L’éclosion tous azimuts de pseudo-partis politiques sans ancrage idéologique, sans représentativité nationale, sans offre politique lisible n’a fait qu’amenuiser leur coefficient de crédibilité aux yeux du peuple. Du contexte général d’indifférenciation idéologique en Haïti semble émerger périodiquement une figure messianique incarnant à elle seule un moment historique sans être forcément créditée d’une idéologie politique formellement assumée dans le sillage d’un parti politique : c’est l’outsider. Il émerge du chaos, des broussailles du temps. Son ombre plane sur tout un momentum politique. Il est soudain affublé de toutes les épithètes messianiques. Il franchit le rubicon électoral et, l’espace d’un cillement, il galvanise les bas instincts populaires.
Depuis la chute de la dictature sanguinaire des Duvalier, il y a exactement 34 ans, les présidents issus d’élections occupent les avenues du pouvoir pendant 23 ans, et le compteur continue d’augmenter, vu que le mandat de Jovenel Moïse n’a pas encore pris fin. Les présidents non élus par le peuple, quoique plus nombreux, n’ont eu droit qu’à 11 ans d’exercice du pouvoir. Les présidents élus occupent donc 67% de la période post-Duvalier alors que les 33% restants sont dévolus aux autres formes de présidence dite provisoire avec des nuances dans les modalités de mise en place et de composition. Si l’on tient compte de tous les présidents (élus ou pas), en dehors de Jean-Bertrand Aristide (2e mandat), de 1986 à nos jours, seul Leslie François Manigat s’est révélé un véritable homme parti alors que parmi les élus (à proprement parler, sans considérer dans cette catégorie spécifique la percée louverturienne du professeur Manigat), seul Jean-Bertrand Aristide (2e mandat) s’est révélé tel.
Le festin des outsiders
De Jean Bertrand Aristide, en passant par René Préval, Michel Martelly, et jusqu’à Jovenel Moïse, les partis politiques n’ont fait que mordre de la poussière depuis 1986 dans les joutes présidentielles.
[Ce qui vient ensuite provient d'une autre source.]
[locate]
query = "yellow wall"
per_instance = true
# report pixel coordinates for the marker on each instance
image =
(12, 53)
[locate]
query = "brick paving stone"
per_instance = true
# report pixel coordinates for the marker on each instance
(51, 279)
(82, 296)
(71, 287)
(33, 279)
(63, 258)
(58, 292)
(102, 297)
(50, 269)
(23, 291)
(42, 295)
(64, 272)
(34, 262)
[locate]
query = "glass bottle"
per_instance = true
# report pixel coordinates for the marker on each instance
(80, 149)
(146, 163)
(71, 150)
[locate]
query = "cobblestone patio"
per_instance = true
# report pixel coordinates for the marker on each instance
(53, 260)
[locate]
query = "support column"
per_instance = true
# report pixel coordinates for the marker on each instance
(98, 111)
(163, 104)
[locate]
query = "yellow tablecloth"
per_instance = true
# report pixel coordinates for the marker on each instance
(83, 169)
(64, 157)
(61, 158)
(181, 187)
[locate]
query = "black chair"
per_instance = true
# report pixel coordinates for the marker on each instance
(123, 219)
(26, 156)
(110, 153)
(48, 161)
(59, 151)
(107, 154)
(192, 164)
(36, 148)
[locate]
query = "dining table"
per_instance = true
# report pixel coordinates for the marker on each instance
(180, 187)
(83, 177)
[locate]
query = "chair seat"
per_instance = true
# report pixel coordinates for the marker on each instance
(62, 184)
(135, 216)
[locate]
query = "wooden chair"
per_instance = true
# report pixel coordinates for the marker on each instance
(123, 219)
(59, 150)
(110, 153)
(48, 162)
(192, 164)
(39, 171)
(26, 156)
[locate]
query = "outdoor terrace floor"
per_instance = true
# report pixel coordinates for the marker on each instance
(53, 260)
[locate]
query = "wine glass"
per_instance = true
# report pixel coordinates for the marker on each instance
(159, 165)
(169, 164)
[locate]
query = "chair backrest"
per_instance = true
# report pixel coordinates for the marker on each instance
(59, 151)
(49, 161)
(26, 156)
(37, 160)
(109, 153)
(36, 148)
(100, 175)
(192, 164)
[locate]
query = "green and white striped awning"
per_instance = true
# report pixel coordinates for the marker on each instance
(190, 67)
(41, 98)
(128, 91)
Quand ce n’est pas la consécration d’un prêtre charismatique, d’un théologien de la libération n’ayant jamais milité dans un parti politique qui braque les élections, c’est son dauphin qui y parvient presque sans entraves majeures, à deux reprises, c’est un musicien populaire, aux propos grivois et salaces, habitué à montrer son cul en public, qui sort «gagnant» d’un des processus électoraux les plus rocambolesques de toute l’histoire contemporaine haïtienne, ou encore un entrepreneur agricole, faussement vendu par certains médias comme celui qui allait exporter des milliers de tonnes de bananes vers l’Europe. Les outsiders n’en finissent vraiment pas de damer le pion aux politiciens traditionnels.
La roue tourne, dit-on. Mais cet horizon, au fil des années, semble indépassable tant les partis politiques (plusieurs centaines, NDLR) continuent à s’enfermer dans des archaïsmes les uns les plus effarants que les autres, incapables d’aller à la rencontre du peuple et des corps intermédiaires. «La démocratie représentative fonctionne surtout dans les sociétés où il y a des normes, des valeurs et des attitudes soutenant ce régime politique et facilitant leur intériorisation par les citoyens dans le but de rendre possible la coexistence sociale […]», explique Sauveur Pierre Etienne, soutenant, non sans finesse, qu’un «outsider fait toujours mieux l’affaire de l’establishment politico-financier de la République de Port-au-Prince, de Washington et de Santo Domingo qu’une femme ou un homme de parti.»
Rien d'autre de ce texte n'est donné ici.